18 czerwca 2013, 15:18
tygrysica23 napisał(a):
kalinka299 napisał(a):
Ja mam 18 miesięcznego synka i od 5 tygodnia ciąży brałam leki na podtrzymanie. Sorry dziewczyny, ale jak któraś pisze, że lepiej nie podtrzymywać ciąży, bo z dzieckiem może być coś nie tak to widocznie nigdy nie była w ciąży i nie ma o tym pojEcia. Idź koniecznie na konsultacje do innego lekarza i leż!!!

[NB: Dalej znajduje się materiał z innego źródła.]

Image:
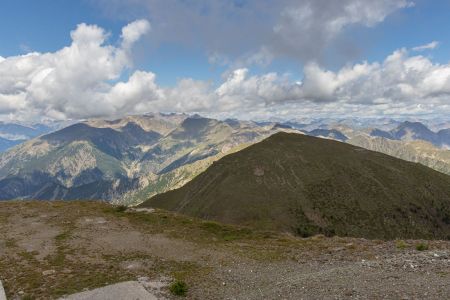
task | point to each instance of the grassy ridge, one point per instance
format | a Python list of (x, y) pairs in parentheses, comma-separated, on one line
[(307, 185)]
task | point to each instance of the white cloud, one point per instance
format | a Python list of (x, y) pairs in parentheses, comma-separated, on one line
[(429, 46), (82, 80), (74, 82), (248, 32)]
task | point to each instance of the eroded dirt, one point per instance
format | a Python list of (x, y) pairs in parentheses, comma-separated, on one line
[(52, 249)]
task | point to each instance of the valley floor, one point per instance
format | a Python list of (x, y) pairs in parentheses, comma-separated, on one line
[(52, 249)]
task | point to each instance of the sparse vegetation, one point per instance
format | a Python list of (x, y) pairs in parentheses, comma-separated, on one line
[(178, 288), (401, 244), (334, 189), (422, 247), (121, 208)]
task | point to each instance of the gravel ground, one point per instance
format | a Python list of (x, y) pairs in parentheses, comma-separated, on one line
[(51, 250)]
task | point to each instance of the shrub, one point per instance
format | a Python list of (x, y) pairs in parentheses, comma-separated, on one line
[(121, 208), (401, 244), (178, 288), (421, 247)]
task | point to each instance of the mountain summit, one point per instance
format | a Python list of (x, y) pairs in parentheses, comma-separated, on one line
[(307, 185)]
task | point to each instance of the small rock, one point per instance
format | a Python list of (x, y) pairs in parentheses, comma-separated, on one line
[(48, 272)]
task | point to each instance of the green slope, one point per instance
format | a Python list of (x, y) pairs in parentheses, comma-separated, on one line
[(308, 185)]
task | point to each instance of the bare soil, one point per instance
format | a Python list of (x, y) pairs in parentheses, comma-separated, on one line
[(52, 249)]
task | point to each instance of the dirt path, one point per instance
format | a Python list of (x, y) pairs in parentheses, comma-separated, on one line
[(53, 249)]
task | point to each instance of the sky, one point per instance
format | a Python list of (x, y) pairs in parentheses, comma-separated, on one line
[(249, 59)]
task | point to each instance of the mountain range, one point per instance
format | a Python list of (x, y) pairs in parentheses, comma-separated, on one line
[(12, 134), (122, 159), (133, 158), (307, 185)]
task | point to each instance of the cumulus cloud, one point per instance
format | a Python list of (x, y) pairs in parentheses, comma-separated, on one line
[(249, 32), (75, 81), (87, 79), (429, 46)]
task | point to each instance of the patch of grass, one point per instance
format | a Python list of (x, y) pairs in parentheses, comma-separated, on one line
[(120, 208), (401, 244), (179, 288), (27, 255), (422, 247), (63, 236)]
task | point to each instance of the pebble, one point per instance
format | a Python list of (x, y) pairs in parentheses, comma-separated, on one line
[(48, 272)]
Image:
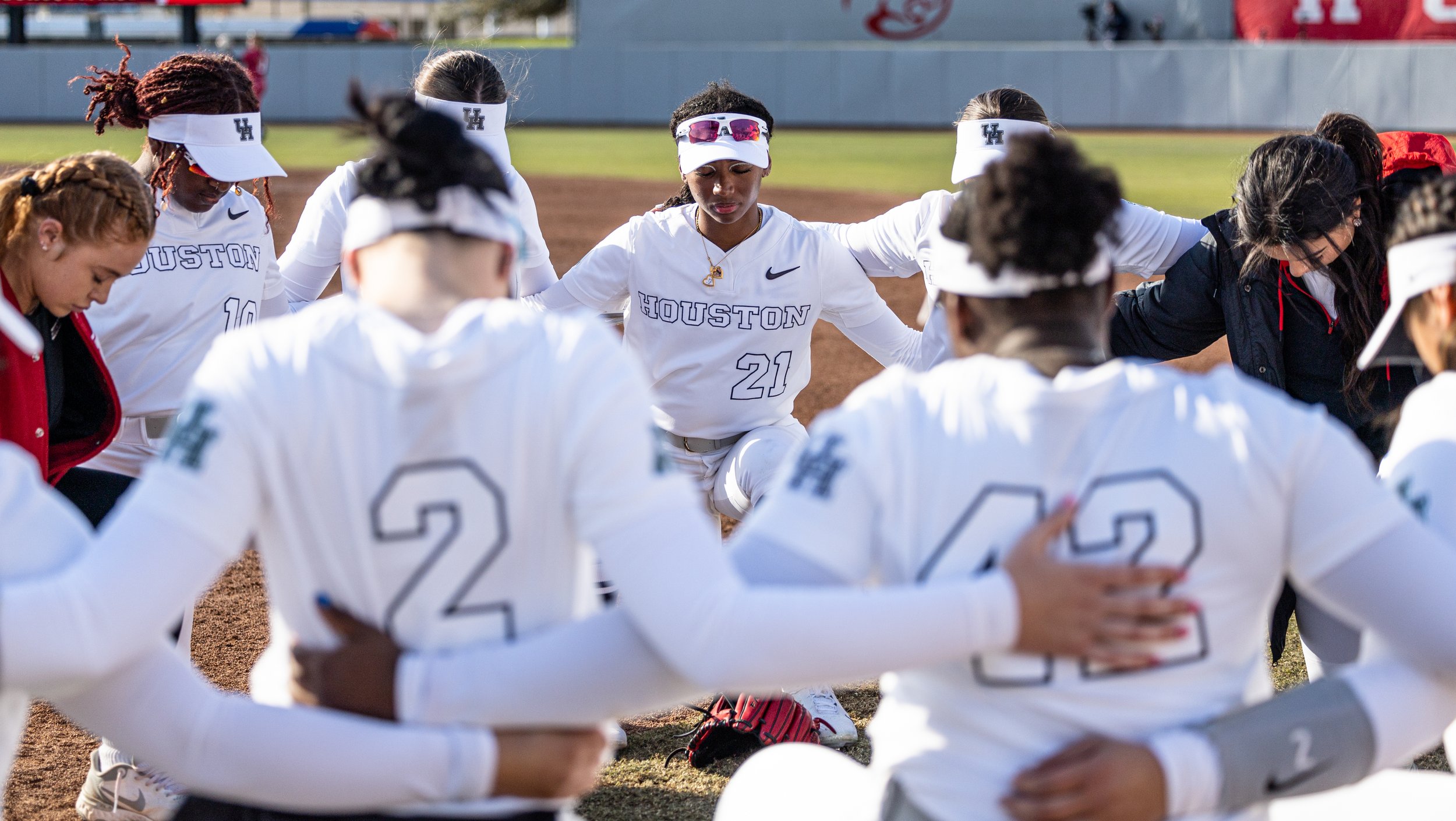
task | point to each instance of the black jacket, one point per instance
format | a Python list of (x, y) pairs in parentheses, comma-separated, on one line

ja mam dwójke dzieci. Uważam, że 5 tydzien to za wcześnie na latanie po lekarzach. Na miejscu autorki poczekałabym spokojnie do ok.8 tygodnia. Czy to sie komuś podoba czy nie - natura wie co robi.
Z takim podejściem to nie chodźmy w ogóle do lekarza... Natura wie co robi. Słabsze jednostki niech chorują, umierają i robią miejsce dla nowych, zdrowych.
Aż mnie dziwi, że takie coś może napisać matka dwójki dzieci...
![]()
- Dołączył: 2012-12-19
- Miasto: Aleksandrów Łódzki
- Liczba postów: 273
18 czerwca 2013, 16:06
Ja też z córką od 6 tyg. na podrzymaniu. Twój lekarz powinien Ci zapisać Luteinę albo Duphaston + NoSpa
- Dołączył: 2011-11-01
- Miasto: Gdzieś Tam
- Liczba postów: 258
18 czerwca 2013, 16:21
Ja również miałam plamienia na początku ciąży. Niby lekarz powiedział, że dopóki wydzielina nie ma koloru żywej krwi to nie ma się czym martwić, ale przepisał mi duphston początkowo zdaje się trzy razy dziennie. Pewnie dzięki temu dziś jestem w 36 tygodniu ciąży. U mnie plamienie było wynikiem krwiaka, który wytworzył się w macicy podczas zagnieżdżania się zarodka. Wydaje mi się, że lekarz powinien Ci jednak przepisać lek na podtrzymanie.